Your AI agent's work belongs in your repo, not its chat history.
Ambient work records, compact handoffs, and bounded review/gate checks from cheap and local models — for AI-assisted work that needs evidence, recovery, and human gates, with pilot-grade proof boundaries.
You pay frontier prices for review, status checks, and "where were we" because nothing cheaper can be trusted. Cheaper models guess; when a chat ends, the work's memory dies with it; the next session reconstructs from a scrollback buffer and invents what it can't recover.
Open Scaffold keeps a repo-native work record — git-tracked, observed-fact files about what your agents did — and turns it into three things:
- Record (ambient). Extracted from observed facts — transcripts, receipts, test results — costing the working model nothing.
osc capture --from claude-code|codexreads a finished session into a record with no worker cooperation. Add a plan and evidence files to check claims against intent; feedback and lessons carry forward instead of being relearned. - Handoff.
osc handoffcompiles the record into a budgeted, secret-redacted packet so the next reader — a fresh session, a smaller model, another vendor's agent, or a teammate — resumes from truth instead of re-deriving or inventing it. - Review and gate.

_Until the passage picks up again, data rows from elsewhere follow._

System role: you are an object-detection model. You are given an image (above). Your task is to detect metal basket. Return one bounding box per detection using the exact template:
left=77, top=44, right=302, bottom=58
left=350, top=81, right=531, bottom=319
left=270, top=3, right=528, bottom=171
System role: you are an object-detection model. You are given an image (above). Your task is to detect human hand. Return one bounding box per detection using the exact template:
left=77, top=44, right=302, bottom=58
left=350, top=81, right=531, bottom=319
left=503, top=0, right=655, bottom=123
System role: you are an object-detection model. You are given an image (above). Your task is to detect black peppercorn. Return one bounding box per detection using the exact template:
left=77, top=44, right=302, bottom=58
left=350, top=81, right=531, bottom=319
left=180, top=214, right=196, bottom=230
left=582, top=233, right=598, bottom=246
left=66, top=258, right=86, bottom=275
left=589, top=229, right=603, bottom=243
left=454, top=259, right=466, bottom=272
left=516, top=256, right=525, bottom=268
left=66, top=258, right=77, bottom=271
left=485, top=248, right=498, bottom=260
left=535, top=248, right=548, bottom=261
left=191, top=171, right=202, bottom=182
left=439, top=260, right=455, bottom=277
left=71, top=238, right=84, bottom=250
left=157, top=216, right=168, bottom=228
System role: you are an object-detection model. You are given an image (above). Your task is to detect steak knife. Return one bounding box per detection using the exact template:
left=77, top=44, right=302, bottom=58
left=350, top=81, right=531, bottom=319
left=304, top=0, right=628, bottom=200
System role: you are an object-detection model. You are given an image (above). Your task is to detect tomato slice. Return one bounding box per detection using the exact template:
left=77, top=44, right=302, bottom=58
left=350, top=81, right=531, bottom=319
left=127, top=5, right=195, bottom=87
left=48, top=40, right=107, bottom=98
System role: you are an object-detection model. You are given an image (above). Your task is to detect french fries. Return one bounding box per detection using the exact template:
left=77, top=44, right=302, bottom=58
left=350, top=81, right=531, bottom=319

osc reviewreports plateaus, failing criteria, and requirements worth questioning;osc gateturns that into a retry authorization with stop authority outside the worker. Any file-reading model can be the judge. Fails closed: no parseable verdict means no authorization.
| Command | Meaning |
|---|---|
osc handoff |
Compile the work record into a resume packet for the next session or model. |
osc review |
Review recorded attempts: plateaus, failing criteria, question-the-requirement signals. |
osc gate |
Authorize or block the next attempt from the analysis plus an optional independent judge. |
The interesting result is not "the scaffold makes your agent smarter" — measured, it does not. A naked frontier model matched or beat every scaffolded arm on in-session task quality. That dead result is published at equal weight with the wins.
What the record fixes is amnesia and memory errors. In preregistered trials, a mid-tier reviewer model answering factual questions about finished work — graded against answer keys committed before it ran — hit 94% accuracy with the record vs 30% without, zero confident wrong-history answers, at half the review cost. The record turns a cheap model into a trustworthy auditor. Boundaries in docs/PROOF_HARNESS.md.
A bounded Codex cold-resume fixture: a 1,557-byte resume capsule vs 419,233 bytes of raw transcript, three replicates per arm, decision quality tied at 6/6 on a deterministic human-facing reader-usability rubric, 4.330033x fewer tokens (median 137,327 → 31,715). One cold-resume decision, not a universal claim. This is not a production-readiness claim.
Audit every receipt, zero spend: REPRODUCE.md.
npx open-scaffold@latest first-runThree questions produce MISSION.md, an active plan with acceptance criteria, and an evidence skeleton. Work however you already work; the record accumulates as files:
osc verify
osc evidence new first-slice
osc close first-slice --message "verified first slice"Scope changed? osc amend first-slice --message "what changed" — plans are immutable, learnings appended. More plans: osc plan new <slug> --stage active. Fresh session: osc handoff.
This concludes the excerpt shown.